Barclays on Monday shrugged off what had appeared to be a fresh incidence of ‘foot in mouth‘ over the weekend to launch formally its bid for Dutch bank ABN Amro.
The offer, at the revised terms laid out in July when Barclays raised the cash portion of its offer on the back of investment from China Development Bank and Temasek, is pitched at 2.13 Barclays shares and €13.15 in cash for each ABN Amro share, worth around €34.50 as trading got underway on Monday.
The timetable, which starts today, gives Barclays until October 4 to win over shareholders to its offer. Crucial will be the performance of its own shares in boosting the value of its bid to match that of the RBS-led consortium, worth around €38.10 a share.
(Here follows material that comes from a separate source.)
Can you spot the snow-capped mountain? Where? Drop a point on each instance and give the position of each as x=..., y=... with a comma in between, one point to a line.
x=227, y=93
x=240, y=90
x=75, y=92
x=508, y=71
No help there on Monday, with Barclays shares opening almost 1.5 per cent down at 669p ahead of a vital shareholder vote at Fortis on a €13bn rights issue – approval for which is seen as central to the consortium’s chances of success in its offer. In a falling market, RBS also lost about 1.5 per cent.
Relations between the various parties in the ABN soap opera were strained over the weekend when Rijkman Groenink, ABN’s chief executive, was reported to have recommended Fortis shareholders vote against the rights issue.
“Shareholders would do well to vote against the takeover. If it goes ahead the Fortis share price will fall further,” he was quoted as saying in Het Financieele Dagblad.
Fortis called the remarks “totally inappropriate,” while Sir Fred Goodwin, chief exec of RBS, said he was “bemused.” Calm was restored on Sunday with a statement from the group saying that they had accepted the assurances of ABN that Mr Groenink had been misquoted and had not been offering advice to Fortis shareholders on their voting.
The Dutch paper at the centre of the suspected ‘foot in mouth’ outbreak on Monday was peddling a different line. Fortis, Het Financieele Dagblad reported (via Reuters), has other options for financing its part of the ABN takeover if its shareholders don’t back the planned share issue.